Coca was also thought to be an unknown plant in Italy until the 19th century, when pharmacists first began to synthesize cocaine hydrochloride, but examination of the brains of two mummies buried at Ca' Granda required some revision of that theory.
“Through archaeotoxicological analysis of human remains in the special context of the Ca' Granda Crypt, we provide, to our knowledge, the first solid evidence of coca plant use in Europe, dating coca use in Europe back to the 1600s,” the authors write in their conclusion.

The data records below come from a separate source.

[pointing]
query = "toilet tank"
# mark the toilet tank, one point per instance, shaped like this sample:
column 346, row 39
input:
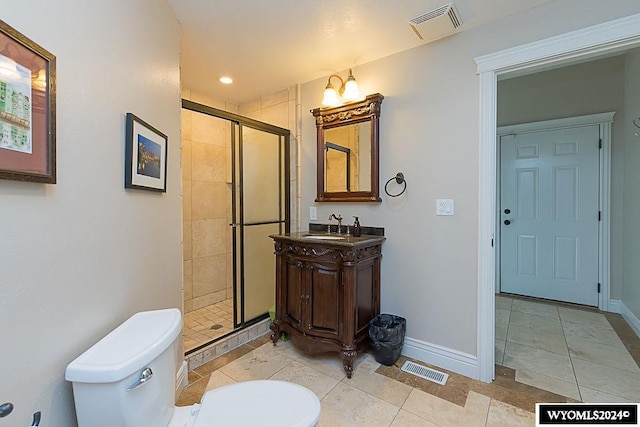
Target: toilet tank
column 141, row 351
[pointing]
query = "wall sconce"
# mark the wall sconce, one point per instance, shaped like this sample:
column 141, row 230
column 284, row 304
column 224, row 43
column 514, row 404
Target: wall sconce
column 348, row 91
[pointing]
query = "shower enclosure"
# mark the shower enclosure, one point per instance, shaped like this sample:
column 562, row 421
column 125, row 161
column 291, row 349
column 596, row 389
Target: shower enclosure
column 236, row 193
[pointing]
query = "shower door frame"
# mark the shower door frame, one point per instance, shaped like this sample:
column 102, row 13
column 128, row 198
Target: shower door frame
column 239, row 121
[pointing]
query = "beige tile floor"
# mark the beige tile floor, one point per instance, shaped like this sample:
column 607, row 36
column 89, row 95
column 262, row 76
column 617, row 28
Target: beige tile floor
column 578, row 355
column 570, row 351
column 198, row 324
column 367, row 399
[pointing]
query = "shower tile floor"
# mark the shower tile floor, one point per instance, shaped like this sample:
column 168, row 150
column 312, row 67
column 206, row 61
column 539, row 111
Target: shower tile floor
column 207, row 323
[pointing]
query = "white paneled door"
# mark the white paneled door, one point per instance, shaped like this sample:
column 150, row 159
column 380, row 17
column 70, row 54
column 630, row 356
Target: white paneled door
column 549, row 187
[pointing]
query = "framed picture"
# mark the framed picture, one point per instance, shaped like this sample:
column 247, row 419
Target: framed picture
column 27, row 109
column 145, row 156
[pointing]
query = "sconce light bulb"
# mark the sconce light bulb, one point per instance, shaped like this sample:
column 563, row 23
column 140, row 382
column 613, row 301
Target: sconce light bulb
column 330, row 98
column 351, row 90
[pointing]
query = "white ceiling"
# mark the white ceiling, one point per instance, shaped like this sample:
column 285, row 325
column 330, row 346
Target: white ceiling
column 269, row 45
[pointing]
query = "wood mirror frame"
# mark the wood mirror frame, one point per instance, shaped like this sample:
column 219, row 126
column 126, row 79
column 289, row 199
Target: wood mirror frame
column 353, row 113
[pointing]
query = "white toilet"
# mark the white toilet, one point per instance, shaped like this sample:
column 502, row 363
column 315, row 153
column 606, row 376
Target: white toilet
column 128, row 379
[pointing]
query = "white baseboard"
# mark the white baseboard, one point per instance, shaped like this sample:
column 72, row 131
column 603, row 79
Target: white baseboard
column 615, row 305
column 446, row 358
column 631, row 318
column 182, row 378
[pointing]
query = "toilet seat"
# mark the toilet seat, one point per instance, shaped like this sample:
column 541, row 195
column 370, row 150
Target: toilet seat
column 256, row 403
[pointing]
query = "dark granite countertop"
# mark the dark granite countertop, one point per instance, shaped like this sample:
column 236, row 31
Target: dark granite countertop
column 323, row 238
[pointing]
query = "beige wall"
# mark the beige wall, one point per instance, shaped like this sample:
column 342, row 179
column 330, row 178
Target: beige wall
column 429, row 131
column 588, row 88
column 79, row 257
column 631, row 267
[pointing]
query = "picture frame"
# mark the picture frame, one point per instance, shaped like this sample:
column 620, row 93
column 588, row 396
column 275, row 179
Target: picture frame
column 145, row 156
column 27, row 109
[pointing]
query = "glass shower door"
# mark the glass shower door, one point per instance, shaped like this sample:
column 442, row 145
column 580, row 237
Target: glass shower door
column 260, row 208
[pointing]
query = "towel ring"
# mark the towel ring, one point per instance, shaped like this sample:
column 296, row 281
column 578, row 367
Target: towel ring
column 400, row 180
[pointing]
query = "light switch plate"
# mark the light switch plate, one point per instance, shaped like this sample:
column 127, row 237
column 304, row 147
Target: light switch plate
column 444, row 207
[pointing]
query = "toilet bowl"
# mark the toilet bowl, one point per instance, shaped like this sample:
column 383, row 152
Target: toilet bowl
column 128, row 379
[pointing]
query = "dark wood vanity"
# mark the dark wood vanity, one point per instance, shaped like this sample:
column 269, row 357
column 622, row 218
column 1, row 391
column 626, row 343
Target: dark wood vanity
column 327, row 291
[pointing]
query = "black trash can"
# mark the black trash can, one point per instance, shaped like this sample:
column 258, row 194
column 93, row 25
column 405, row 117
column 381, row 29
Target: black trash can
column 387, row 337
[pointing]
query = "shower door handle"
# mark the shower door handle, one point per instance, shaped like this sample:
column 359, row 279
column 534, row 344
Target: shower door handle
column 6, row 409
column 145, row 376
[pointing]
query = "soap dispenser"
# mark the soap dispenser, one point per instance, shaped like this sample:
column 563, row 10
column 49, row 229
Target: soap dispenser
column 356, row 227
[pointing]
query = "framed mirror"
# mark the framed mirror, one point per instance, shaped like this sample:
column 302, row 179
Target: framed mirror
column 348, row 151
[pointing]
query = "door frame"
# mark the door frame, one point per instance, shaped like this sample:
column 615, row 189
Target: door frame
column 603, row 121
column 591, row 42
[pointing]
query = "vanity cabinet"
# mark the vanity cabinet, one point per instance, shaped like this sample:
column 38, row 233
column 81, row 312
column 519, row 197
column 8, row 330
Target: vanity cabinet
column 326, row 293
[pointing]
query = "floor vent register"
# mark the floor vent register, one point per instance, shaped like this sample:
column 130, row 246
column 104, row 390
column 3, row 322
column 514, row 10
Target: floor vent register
column 424, row 372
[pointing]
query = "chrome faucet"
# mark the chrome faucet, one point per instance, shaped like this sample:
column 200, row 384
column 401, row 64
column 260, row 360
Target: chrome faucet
column 337, row 218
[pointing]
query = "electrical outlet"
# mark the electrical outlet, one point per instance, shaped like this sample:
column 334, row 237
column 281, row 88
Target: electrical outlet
column 444, row 207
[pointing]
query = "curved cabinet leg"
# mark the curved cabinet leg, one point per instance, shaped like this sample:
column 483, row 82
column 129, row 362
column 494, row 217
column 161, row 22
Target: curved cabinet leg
column 348, row 356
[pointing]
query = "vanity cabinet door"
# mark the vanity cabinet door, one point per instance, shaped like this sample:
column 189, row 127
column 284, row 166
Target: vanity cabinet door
column 294, row 292
column 325, row 302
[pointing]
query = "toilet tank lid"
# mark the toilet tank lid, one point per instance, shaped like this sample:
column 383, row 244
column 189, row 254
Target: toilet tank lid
column 128, row 348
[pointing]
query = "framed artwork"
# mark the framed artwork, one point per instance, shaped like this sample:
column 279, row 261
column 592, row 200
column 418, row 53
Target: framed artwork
column 145, row 156
column 27, row 109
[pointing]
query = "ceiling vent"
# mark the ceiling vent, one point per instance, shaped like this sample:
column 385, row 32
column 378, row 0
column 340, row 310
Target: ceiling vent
column 436, row 24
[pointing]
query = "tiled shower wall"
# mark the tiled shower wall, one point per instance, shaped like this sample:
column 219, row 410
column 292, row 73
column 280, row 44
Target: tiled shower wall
column 206, row 190
column 206, row 203
column 281, row 109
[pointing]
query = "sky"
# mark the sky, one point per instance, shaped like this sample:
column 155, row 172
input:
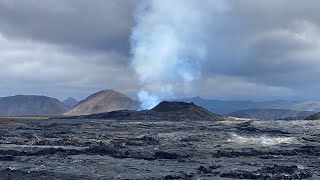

This realization is not entirely sudden. As the researchers point out in their study, historical written evidence indicates that Spanish sailors were at least aware of the benefits of coca after their arrival in South America. At the same time, Europeans soon became increasingly interested in the “exotic plants of the New World” as that knowledge spread across the continent. In the 16th and 17th centuries, maritime trade between South America and Milan, then under Spanish rule, expanded. This, according to the researchers, indicates “a direct link between the Italian city and the continent of the plant's origin.” That “direct link” can now be traced directly to the 17th-century crypt of Ca' Granda, although local pharmacological archives contain no reports of coca or cocaine for another 200 years.
Beyond the chemical signatures, the study authors don't currently know much about how popular coca leaves were at the time, or whether they were used medicinally or recreationally. But based on the location and method of burial, experts believe the bodies were those of poor people. Given this, it's possible that starving indigents turned to coca leaves for their appetite-suppressing side effects. If so, the team hypothesizes that not only was coca leaf present in Milan two centuries earlier than previously thought, it may have also been cheap, popular, and widespread.